だから、一度切りのチャンスを、大切に大切に、すり潰すみたいに綺麗に送るのが一番。
荒削りじゃダメ。親にも学校にも、会社にも、世間にだって認めてもらえないから。
だから、一生懸命勉強して、周りの子の気に障らないことばっか考えて、あんまり参考にならないファッション誌開いて、それから、
それから……頑張って、
そう、とにかく頑張って、頑張ったのに。
頑張ったのに……
なれなかった。出来なかった。
どこにでも居るけれど、そんなに目立つ子じゃなくて。
出来る子だけど、嫌われない、憎まれない。
真剣に思ってたとかそんなんじゃないけど...
そんな子になりたかった。
けど、ダメだった。
好きだったから。嘘じゃなく、冗談でも仲良しごっこでもなくて。
それは、周りから拍手してもらえるような恋じゃなくて、
勿論最近はマイノリティに対する理解だとか、
同性婚だとか、そんなこと良く言われるけど、
なんていうか、多くないというか。
よく見ないような?
うん。よく見ないような恋で。
よく、不思議ちゃんっていうのかな。
小さい頃の何故?どうして?みたいなのが、そのまま大人になったみたいな。
いっつもとにかく明るくて、少し赤みがかった長い髪をツインテールにしてる。
時々哲学みたいにふわぁとした事言う女の子が、なんだか、自分にとってずっとずっと、飽きるくらい一緒にいて欲しい。
そんな大切なものなんだと、ある時思った。
それは、はっきりと「友達じゃない好き」なんだって分かるくらいに、強くて、簡単に消えないものだった。

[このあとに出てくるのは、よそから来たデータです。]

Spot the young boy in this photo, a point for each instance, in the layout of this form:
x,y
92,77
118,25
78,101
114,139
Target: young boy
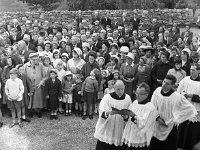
x,y
14,90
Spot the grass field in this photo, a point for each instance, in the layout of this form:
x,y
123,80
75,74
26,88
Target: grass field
x,y
68,133
12,5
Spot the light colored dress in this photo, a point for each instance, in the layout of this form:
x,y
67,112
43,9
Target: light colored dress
x,y
73,67
173,109
110,130
37,75
140,134
188,86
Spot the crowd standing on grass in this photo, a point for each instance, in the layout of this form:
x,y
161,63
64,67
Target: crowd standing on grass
x,y
105,66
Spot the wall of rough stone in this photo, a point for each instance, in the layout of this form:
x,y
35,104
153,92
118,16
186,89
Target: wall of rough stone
x,y
167,16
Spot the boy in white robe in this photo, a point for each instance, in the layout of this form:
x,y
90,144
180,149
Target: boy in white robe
x,y
110,126
173,109
140,128
190,88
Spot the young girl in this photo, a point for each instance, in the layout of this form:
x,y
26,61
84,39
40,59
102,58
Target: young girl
x,y
110,88
68,86
53,88
116,75
1,118
77,98
89,92
14,90
60,73
28,91
101,62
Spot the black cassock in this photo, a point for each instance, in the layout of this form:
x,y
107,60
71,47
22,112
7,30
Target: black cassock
x,y
54,90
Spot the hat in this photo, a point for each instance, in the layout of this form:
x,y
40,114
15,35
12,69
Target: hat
x,y
187,50
124,49
13,71
78,51
130,55
67,73
47,42
93,54
101,58
115,71
63,40
110,38
85,44
106,71
33,55
142,47
56,50
65,54
54,70
147,48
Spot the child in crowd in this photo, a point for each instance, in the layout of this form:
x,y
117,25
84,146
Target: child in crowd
x,y
110,88
28,91
116,75
14,90
68,86
101,62
1,118
89,92
53,88
109,67
60,74
77,97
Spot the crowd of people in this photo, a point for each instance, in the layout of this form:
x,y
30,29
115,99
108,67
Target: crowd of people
x,y
101,65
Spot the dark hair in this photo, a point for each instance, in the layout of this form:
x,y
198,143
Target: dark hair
x,y
171,78
114,59
196,65
145,86
177,60
13,61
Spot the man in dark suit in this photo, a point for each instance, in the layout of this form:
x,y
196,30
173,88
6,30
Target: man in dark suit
x,y
97,46
135,22
187,39
105,21
167,40
190,36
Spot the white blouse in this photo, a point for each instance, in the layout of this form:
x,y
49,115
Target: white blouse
x,y
110,130
173,109
140,134
72,66
188,86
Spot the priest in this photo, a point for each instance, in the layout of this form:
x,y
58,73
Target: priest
x,y
173,109
110,125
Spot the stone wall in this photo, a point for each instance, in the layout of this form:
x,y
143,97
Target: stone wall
x,y
167,16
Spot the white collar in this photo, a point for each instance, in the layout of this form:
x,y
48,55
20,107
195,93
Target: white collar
x,y
131,64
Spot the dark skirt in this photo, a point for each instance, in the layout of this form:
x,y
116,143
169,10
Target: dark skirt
x,y
90,98
169,144
53,101
104,146
182,134
77,98
14,105
126,147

その日は、調子が全然良くなくて、色々失敗してて、通ってた塾でも失敗ばかりで、
遅くなったから外は何も分からないくらい真っ暗だった。
だからあの時、あの子を見つけたあの日、
少し大きな自然公園の、とにかく汚いベンチの上で、
「分からないんだ」
「何が?」
分からない気はしていた。
「全部」
「全部って...」
でも、見たかったから。
「全てのことには意味があるんだって。」
「どういう...」
「今日朝食がパンだったのも、
明日から卒業式の練習が始まるのも、
今日この時間に、この場所で私と会ったのも
全部全部本当に全部に意味なんてあるの?」
世界にノイズが混じる瞬間を。
世の中には答えのないことも...
言いかけてやめた。
それを探すのが人生?
自分にはそうは思えない。
意味のないことなんてない……
それが当たり前だから……
当たり前?当たり前って何?
一体私は何を気にして……
卒業なんて分かりやすい終わりに感傷的になった?
違うよ。あれは真剣だったんだ。至極まともな話だよ。
一生かけても解けないくらい難しい問題で、本当にそれしかないみたいな重さがあったから。私にはその前提すらも分からなかったけれど。

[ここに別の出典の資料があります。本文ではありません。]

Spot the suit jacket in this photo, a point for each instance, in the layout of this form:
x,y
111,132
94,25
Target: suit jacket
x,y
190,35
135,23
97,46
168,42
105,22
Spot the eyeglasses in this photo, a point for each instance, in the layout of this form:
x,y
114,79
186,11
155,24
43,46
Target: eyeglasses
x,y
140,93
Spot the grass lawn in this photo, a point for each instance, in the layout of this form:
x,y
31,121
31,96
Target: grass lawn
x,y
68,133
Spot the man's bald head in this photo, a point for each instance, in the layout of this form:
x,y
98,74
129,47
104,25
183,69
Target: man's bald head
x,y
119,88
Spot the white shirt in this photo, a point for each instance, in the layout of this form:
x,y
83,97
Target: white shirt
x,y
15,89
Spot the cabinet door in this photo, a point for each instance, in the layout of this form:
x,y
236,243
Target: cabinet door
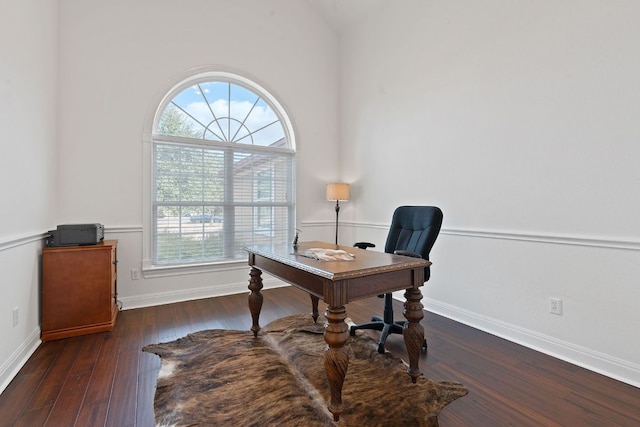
x,y
77,288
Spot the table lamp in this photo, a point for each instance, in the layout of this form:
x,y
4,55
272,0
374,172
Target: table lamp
x,y
338,191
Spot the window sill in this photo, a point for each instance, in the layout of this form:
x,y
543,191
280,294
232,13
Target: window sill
x,y
150,271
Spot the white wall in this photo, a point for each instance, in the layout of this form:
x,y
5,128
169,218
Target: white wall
x,y
520,120
28,82
117,60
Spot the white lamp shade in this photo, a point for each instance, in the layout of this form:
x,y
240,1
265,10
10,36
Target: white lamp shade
x,y
338,191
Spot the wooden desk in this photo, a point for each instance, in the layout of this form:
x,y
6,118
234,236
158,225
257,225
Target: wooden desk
x,y
337,283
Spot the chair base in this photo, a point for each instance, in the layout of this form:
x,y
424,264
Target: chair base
x,y
378,324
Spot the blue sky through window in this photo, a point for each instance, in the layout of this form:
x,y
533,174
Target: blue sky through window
x,y
227,112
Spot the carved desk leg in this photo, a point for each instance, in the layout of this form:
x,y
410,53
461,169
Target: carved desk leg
x,y
413,331
255,298
336,359
314,308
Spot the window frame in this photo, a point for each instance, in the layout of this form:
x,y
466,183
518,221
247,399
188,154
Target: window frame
x,y
189,79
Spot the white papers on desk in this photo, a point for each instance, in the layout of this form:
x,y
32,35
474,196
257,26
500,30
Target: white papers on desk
x,y
322,254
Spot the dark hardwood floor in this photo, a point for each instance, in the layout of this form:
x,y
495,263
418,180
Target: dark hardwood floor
x,y
105,378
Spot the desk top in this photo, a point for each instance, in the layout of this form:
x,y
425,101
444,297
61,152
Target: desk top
x,y
365,263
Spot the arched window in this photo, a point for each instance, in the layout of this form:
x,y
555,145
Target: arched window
x,y
222,171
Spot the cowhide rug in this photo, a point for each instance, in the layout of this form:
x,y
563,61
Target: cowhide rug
x,y
230,378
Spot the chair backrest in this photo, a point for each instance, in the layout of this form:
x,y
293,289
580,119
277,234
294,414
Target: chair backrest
x,y
415,229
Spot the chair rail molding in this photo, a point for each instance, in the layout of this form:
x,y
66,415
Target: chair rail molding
x,y
558,239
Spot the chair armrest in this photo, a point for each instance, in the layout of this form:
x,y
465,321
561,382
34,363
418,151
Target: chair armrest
x,y
407,253
364,245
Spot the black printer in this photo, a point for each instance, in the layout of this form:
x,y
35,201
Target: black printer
x,y
75,235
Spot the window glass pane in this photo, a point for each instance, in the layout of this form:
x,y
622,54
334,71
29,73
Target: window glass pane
x,y
213,192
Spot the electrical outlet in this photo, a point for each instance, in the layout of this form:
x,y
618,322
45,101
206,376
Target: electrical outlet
x,y
555,306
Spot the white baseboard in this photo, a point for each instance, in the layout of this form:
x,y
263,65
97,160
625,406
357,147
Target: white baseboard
x,y
604,364
19,358
161,298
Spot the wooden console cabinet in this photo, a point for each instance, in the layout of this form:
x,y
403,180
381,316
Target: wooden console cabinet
x,y
79,290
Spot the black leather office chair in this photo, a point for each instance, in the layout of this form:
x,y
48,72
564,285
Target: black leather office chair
x,y
414,230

でも、あの時強く強く、喉から肺にかかって、重たく絡むような見えない力が、ふっと消えてしまったの。
『魔法のペン』
世界には意味がある。それは、この世界にある、掴んだら消えてしまうような小さなもの。
目一杯頑張っても持つことなんか出来ないようなおおきなもの。
人間って 不思議
何も意味がないことなんて山ほどあるはずなのに、今まで生きてきたことその全てに、意味があるように思えてしまう。
意味なんて、人間が勝手に作ったもので、
世の中の恋も、学歴も、お金も、友情も。
全部ただの作りものなのに。
これは、それを証明する為の道具。
世界がただの作り物だって、馬鹿で哀れな人達に教えてあげられる素敵なもの。
手に取ればあなただけ、貴方だけは、本当に成れる。
あの子は、私やみんながどれだけ時間をかけて考え続けても、誰も辿りつけないような、天才だったんだよ。
だから、そんなものを持ってたんだ。きっとね。最初はそう思おうとしていた。
初めてきちんと二人きりで話したあの夜以降、私達は一緒に色々なところに行ったけれど、
最後は彼女だけ、彼女だけが、私はおろか全世界の人が知らないところに行ってしまった。

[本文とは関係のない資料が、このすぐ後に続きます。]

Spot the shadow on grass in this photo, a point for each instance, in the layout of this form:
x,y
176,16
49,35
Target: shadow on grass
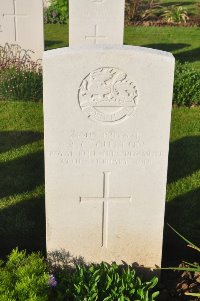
x,y
167,47
12,139
23,225
184,158
189,56
182,213
22,174
178,3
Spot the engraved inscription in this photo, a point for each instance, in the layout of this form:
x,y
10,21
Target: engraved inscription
x,y
97,1
105,200
108,95
95,37
15,17
106,148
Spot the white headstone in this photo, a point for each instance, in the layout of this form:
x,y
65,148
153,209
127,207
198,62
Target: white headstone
x,y
107,122
46,3
21,22
89,19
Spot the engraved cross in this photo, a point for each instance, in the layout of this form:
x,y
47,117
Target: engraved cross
x,y
105,200
96,36
15,16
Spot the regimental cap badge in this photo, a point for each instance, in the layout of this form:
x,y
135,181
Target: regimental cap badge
x,y
107,95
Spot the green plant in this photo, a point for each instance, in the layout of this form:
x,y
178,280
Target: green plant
x,y
191,272
16,84
57,12
140,10
24,278
108,282
176,14
186,85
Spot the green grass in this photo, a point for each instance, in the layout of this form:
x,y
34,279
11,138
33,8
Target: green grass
x,y
189,5
22,218
182,42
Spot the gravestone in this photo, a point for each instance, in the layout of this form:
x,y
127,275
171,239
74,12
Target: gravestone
x,y
96,22
107,123
21,22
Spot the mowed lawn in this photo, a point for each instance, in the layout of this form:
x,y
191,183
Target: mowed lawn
x,y
22,206
22,214
183,42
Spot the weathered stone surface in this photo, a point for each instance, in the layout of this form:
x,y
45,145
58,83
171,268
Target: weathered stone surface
x,y
107,122
21,22
96,22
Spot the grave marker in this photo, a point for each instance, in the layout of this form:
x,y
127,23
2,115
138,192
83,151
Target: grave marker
x,y
22,23
89,19
107,115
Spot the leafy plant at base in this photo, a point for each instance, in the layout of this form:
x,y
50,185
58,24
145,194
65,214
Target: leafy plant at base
x,y
109,282
191,269
186,85
24,278
57,12
176,14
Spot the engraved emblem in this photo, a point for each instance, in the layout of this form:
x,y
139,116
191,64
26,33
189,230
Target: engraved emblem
x,y
108,95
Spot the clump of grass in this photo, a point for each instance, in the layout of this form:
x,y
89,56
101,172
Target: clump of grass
x,y
20,77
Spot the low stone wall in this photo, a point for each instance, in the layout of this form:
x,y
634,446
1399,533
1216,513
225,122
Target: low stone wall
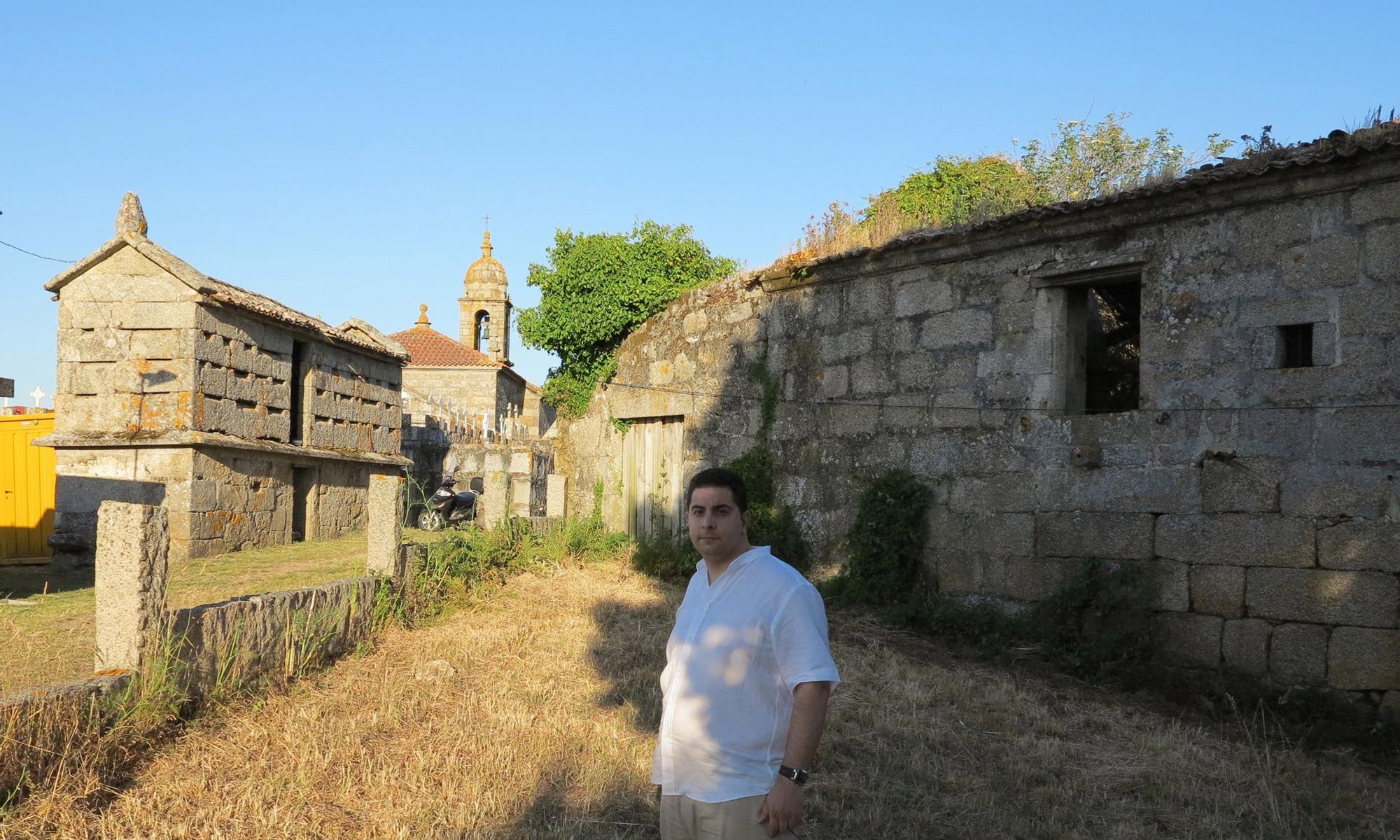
x,y
272,636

変な装飾品も無く、近所のコンビニに沢山かけてあるようなボールペンを、彼女は魔法のペンだと言った。
彼女は私がどんな人間であるかを特殊な勘で知っていて、憐れんでそんなことを言っただけかも知れない。でなきゃこんな大それたこと……。
でも私にはこたえが見えたんだ。
彼女よりも賢くないから、確かかなんて分からないけど。
彼女を、彼女だけを信じて書けば、きっと私は初めてみんなと、あの子と『同じ』になれる。
この後どうなってしまうのか不安と期待は半々かな。いや、半端な感じ。割り切れないや。
でもいつかこの手紙と共に『魔法』が使われるのなら、あの子みたいに何か残したかった。
あなたにも、魔法をあげる。
それは何か必死に考えてる貴方に、
変わるものに期待と恐怖を持つ貴方に、
あなたが来るのを待ってるから。